Hacker Newsnew | past | comments | ask | show | jobs | submitlogin
Command line tools for the novice (andymatthews.net)
63 points by commadelimited on July 27, 2012 | hide | past | favorite | 56 comments


I knew before I even clicked on this article, that something inside was going to cause me nerd rage; it's almost always the case when I read these Baby's first UNIX type articles. I thought this one might be different when I saw Andy's formidable neck beard, and for the most part it was decent but then I saw it.

..plus Ack is 4 or 5 times faster than grep.

Ack is implemented in Perl, which has a full featured regex engine, but is not generally known for being super fast. It's going up against GNU grep, which is a highly tuned regex engine, which is very fast.
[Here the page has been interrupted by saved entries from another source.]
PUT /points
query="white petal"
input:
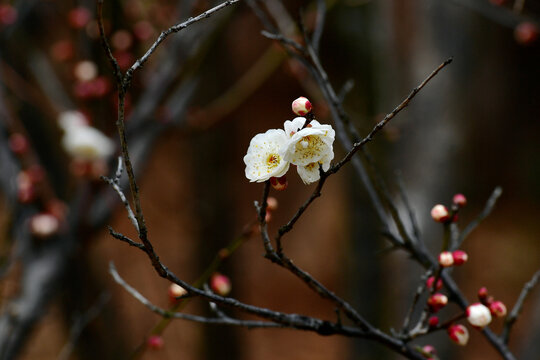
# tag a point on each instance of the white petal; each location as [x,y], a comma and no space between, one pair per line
[263,159]
[87,143]
[306,146]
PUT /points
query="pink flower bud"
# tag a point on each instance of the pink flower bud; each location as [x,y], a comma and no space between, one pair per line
[428,351]
[460,257]
[482,293]
[155,342]
[437,301]
[175,291]
[460,200]
[431,280]
[44,225]
[478,315]
[446,259]
[301,106]
[440,213]
[526,33]
[280,183]
[220,284]
[271,203]
[497,308]
[458,334]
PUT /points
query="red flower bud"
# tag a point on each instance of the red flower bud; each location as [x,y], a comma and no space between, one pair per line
[482,293]
[458,334]
[280,183]
[175,291]
[460,200]
[440,213]
[433,321]
[460,257]
[446,259]
[301,106]
[431,280]
[437,301]
[498,308]
[526,33]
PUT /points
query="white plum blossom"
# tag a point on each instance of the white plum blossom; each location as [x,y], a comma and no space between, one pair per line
[83,141]
[309,148]
[263,159]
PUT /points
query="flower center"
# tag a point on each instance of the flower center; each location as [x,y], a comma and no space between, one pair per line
[273,160]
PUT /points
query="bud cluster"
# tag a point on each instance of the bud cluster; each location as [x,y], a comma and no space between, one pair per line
[452,258]
[496,307]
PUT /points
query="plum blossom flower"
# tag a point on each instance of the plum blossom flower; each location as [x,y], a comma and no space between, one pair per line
[263,159]
[309,148]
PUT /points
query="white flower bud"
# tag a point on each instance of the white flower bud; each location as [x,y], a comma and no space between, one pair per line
[301,106]
[478,315]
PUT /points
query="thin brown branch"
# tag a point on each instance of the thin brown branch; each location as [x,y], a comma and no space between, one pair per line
[357,146]
[278,319]
[488,208]
[516,310]
[105,43]
[125,239]
[173,29]
[115,184]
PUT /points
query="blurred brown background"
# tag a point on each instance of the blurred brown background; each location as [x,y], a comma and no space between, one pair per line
[475,126]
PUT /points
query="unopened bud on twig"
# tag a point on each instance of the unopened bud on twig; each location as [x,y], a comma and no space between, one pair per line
[478,315]
[482,293]
[440,213]
[176,291]
[44,225]
[220,284]
[460,257]
[437,301]
[458,334]
[498,308]
[279,183]
[446,259]
[526,33]
[301,106]
[431,280]
[460,200]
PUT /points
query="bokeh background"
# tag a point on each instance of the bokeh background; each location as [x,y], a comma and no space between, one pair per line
[191,114]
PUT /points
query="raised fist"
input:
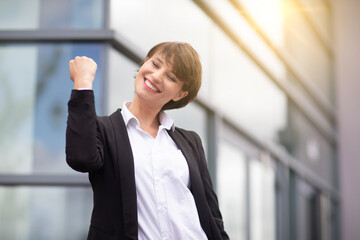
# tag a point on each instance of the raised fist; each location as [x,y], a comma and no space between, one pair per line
[82,72]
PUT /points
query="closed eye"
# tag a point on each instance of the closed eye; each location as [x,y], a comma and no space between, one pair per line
[172,78]
[156,65]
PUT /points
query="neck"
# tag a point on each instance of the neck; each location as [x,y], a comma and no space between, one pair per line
[146,115]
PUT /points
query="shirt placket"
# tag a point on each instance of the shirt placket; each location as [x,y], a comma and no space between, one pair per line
[160,194]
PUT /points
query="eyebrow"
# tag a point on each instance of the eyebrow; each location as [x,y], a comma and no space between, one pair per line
[161,61]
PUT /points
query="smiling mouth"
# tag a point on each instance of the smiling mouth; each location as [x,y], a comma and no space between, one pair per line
[150,86]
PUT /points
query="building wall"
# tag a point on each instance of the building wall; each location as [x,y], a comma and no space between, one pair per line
[348,85]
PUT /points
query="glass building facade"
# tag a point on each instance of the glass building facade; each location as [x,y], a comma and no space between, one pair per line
[265,112]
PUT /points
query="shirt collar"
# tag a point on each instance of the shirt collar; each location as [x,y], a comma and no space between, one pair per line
[165,120]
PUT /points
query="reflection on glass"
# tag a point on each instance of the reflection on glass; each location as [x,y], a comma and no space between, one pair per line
[307,50]
[262,201]
[244,93]
[308,212]
[267,14]
[248,36]
[44,213]
[147,23]
[231,183]
[17,102]
[302,140]
[51,14]
[36,89]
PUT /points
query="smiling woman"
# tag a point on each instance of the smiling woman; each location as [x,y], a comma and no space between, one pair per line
[161,187]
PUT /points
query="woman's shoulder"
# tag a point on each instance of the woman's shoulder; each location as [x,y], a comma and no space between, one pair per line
[189,135]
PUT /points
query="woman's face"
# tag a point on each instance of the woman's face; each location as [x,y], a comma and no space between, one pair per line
[156,84]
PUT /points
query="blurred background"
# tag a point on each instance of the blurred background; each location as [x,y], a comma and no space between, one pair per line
[278,110]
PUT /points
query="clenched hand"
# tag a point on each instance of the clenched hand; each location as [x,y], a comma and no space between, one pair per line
[82,72]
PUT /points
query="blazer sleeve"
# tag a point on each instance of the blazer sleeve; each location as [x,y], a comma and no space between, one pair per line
[208,187]
[84,143]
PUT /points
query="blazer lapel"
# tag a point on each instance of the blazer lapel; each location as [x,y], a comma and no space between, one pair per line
[197,187]
[125,162]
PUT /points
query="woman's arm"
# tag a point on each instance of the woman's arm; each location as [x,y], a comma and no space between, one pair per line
[209,191]
[84,145]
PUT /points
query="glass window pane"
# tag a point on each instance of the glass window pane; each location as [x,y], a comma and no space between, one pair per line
[308,145]
[51,14]
[262,201]
[307,50]
[44,213]
[35,89]
[231,189]
[244,93]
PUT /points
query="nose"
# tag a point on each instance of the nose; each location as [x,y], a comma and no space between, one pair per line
[157,76]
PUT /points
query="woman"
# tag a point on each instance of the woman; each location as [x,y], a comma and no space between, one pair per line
[150,179]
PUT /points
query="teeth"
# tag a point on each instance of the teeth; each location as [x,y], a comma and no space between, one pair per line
[150,86]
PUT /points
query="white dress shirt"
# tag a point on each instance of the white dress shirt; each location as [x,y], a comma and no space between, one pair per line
[166,207]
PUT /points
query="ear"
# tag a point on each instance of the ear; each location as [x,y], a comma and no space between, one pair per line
[180,95]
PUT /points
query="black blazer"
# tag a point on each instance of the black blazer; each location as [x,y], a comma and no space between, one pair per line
[101,147]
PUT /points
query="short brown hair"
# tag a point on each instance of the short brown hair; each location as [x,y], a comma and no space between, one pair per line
[185,65]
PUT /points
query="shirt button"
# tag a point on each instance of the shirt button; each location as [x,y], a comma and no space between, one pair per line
[162,209]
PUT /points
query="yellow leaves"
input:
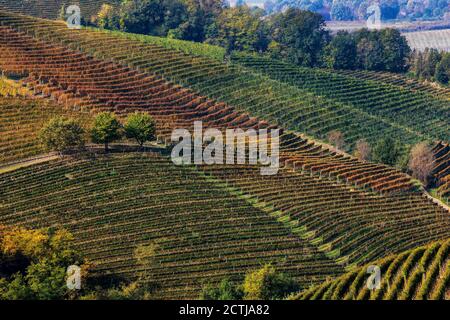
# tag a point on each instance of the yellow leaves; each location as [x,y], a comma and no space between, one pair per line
[60,239]
[28,242]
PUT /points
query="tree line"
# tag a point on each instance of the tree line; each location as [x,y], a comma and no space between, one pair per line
[294,35]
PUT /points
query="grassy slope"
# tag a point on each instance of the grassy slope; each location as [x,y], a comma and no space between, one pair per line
[114,204]
[419,274]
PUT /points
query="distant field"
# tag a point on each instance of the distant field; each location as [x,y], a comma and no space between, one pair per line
[439,39]
[419,274]
[405,26]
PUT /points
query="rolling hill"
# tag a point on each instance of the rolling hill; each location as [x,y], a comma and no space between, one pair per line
[324,214]
[419,274]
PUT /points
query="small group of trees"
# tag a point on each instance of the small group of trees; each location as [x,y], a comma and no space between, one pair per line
[431,65]
[376,50]
[34,264]
[265,283]
[64,134]
[417,160]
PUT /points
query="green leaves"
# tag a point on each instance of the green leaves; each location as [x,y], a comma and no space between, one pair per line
[62,134]
[106,129]
[141,127]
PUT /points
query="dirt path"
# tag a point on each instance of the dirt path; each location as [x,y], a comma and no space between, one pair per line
[27,162]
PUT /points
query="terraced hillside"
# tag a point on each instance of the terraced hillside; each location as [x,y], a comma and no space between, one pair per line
[420,274]
[117,203]
[351,226]
[422,114]
[441,169]
[281,104]
[399,80]
[21,117]
[20,121]
[51,9]
[86,83]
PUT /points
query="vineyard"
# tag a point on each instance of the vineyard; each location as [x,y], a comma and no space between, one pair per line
[322,219]
[114,204]
[392,104]
[279,103]
[51,9]
[350,226]
[441,170]
[420,40]
[420,274]
[20,121]
[86,83]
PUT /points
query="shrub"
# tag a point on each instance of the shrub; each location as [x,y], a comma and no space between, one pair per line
[141,127]
[421,162]
[106,129]
[62,134]
[267,284]
[225,290]
[387,151]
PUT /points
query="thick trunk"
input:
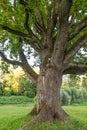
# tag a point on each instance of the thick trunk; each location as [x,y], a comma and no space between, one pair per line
[48,94]
[48,97]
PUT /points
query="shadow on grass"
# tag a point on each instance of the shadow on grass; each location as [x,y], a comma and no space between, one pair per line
[71,124]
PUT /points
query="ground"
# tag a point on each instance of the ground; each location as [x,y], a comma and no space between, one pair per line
[14,116]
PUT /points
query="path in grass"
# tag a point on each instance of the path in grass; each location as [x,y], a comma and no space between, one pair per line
[13,116]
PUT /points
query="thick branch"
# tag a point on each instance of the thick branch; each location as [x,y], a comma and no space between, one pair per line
[13,62]
[79,43]
[14,31]
[27,68]
[76,68]
[33,36]
[65,10]
[78,28]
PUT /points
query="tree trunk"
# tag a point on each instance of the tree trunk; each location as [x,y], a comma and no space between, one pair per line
[48,97]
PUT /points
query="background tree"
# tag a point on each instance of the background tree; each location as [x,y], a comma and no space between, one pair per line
[57,31]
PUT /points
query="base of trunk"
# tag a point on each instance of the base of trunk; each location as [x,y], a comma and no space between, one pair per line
[46,114]
[33,112]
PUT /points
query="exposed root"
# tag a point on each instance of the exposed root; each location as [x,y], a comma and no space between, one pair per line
[45,115]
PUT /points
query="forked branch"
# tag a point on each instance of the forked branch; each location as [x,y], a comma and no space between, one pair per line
[78,28]
[76,68]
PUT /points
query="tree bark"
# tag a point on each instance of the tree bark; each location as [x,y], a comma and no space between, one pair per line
[48,97]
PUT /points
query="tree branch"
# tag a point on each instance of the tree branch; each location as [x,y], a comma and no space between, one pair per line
[78,28]
[75,47]
[13,62]
[65,10]
[76,68]
[34,37]
[26,67]
[15,31]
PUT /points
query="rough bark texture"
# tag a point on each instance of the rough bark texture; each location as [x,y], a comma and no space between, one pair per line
[48,97]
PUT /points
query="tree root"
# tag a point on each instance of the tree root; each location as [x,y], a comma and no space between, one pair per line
[45,115]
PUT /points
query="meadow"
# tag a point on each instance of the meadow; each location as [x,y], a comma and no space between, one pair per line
[13,117]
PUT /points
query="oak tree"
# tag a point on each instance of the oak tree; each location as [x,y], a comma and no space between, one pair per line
[57,31]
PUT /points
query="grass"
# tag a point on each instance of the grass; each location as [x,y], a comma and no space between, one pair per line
[13,117]
[15,100]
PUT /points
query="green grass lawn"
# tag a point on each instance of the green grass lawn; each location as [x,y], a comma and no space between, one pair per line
[14,116]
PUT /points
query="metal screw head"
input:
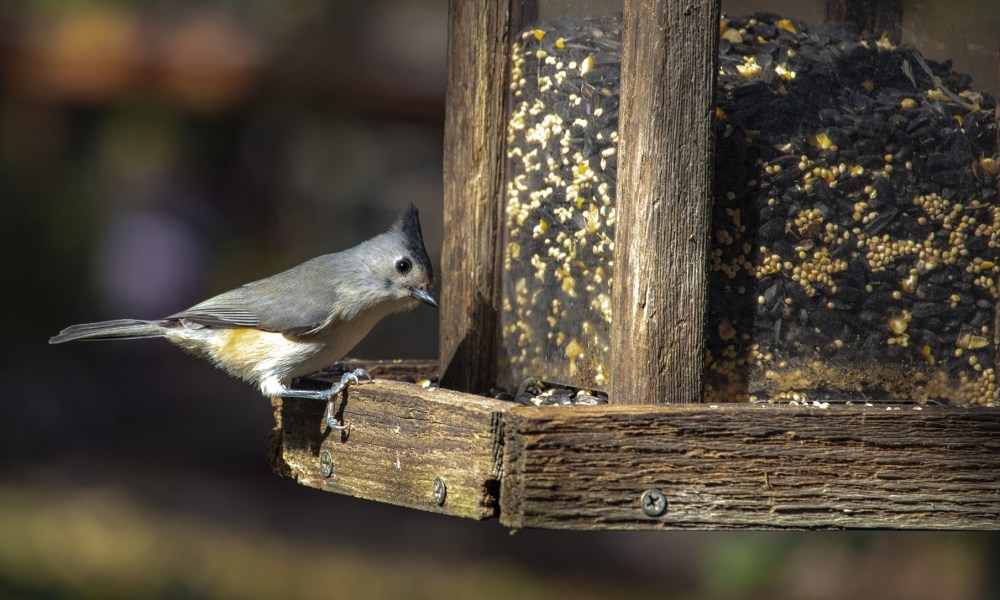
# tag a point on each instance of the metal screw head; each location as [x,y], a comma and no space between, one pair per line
[440,490]
[654,503]
[326,463]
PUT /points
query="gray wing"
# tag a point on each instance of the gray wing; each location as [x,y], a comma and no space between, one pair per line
[294,302]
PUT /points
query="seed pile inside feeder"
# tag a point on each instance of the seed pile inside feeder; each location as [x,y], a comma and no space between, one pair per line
[562,139]
[855,225]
The ack guys make the argument that ack is faster because it doesn't search stuff you, the developer, don't care about, which in my estimation is horseshit. Try it yourself, I threw a regex at my email spool from the 90s which is about 128M. I made sure it was in disk cache first and then did:

    chunky:~$ time egrep -c -i '(d|m|j)ingle' RMAIL
    23

    real    0m3.129s
    user    0m3.075s
    sys     0m0.051s

    chunky:~$ time ack -c -i '(d|m|j)ingle' RMAIL
    RMAIL:23

    real    0m26.208s
    user    0m26.060s
    sys     0m0.121s


Yeah, I don't like it when people spout speed comparisons without backing it up either.

A lot of people do want/need PCRE, which ack relieves the pain point for.


GNU grep also supports PCRE.

    chunky:~$ otool -L /usr/bin/grep | grep pcre; grep --help | grep perl
      /usr/lib/libpcre.0.dylib (compatibility version 1.0.0, current version 1.1.0)
      -P, --perl-regexp         PATTERN is a Perl regular expression
Many users choose ack over grep for the same reason they choose htop over top, tmux over screen, zsh over bash, and postgres over mysql -- the perception that one is significantly better than the other. This advocacy often comes from folks whose use and understanding of either tool is superficial at best.


htop over top, tmux over screen, zsh over bash, and postgres over mysql

That doesn't seem like a good comparison to me. I use htop over top because it has features that top doesn't have (the funky coloured ASCII graphs). I use tmux over screen because unicode seems to work without any effort on my part. I use bash because I have never looked at zsh in detail and don't care enough. I use postgres because I like its license better than mysql and its not controlled by any one company.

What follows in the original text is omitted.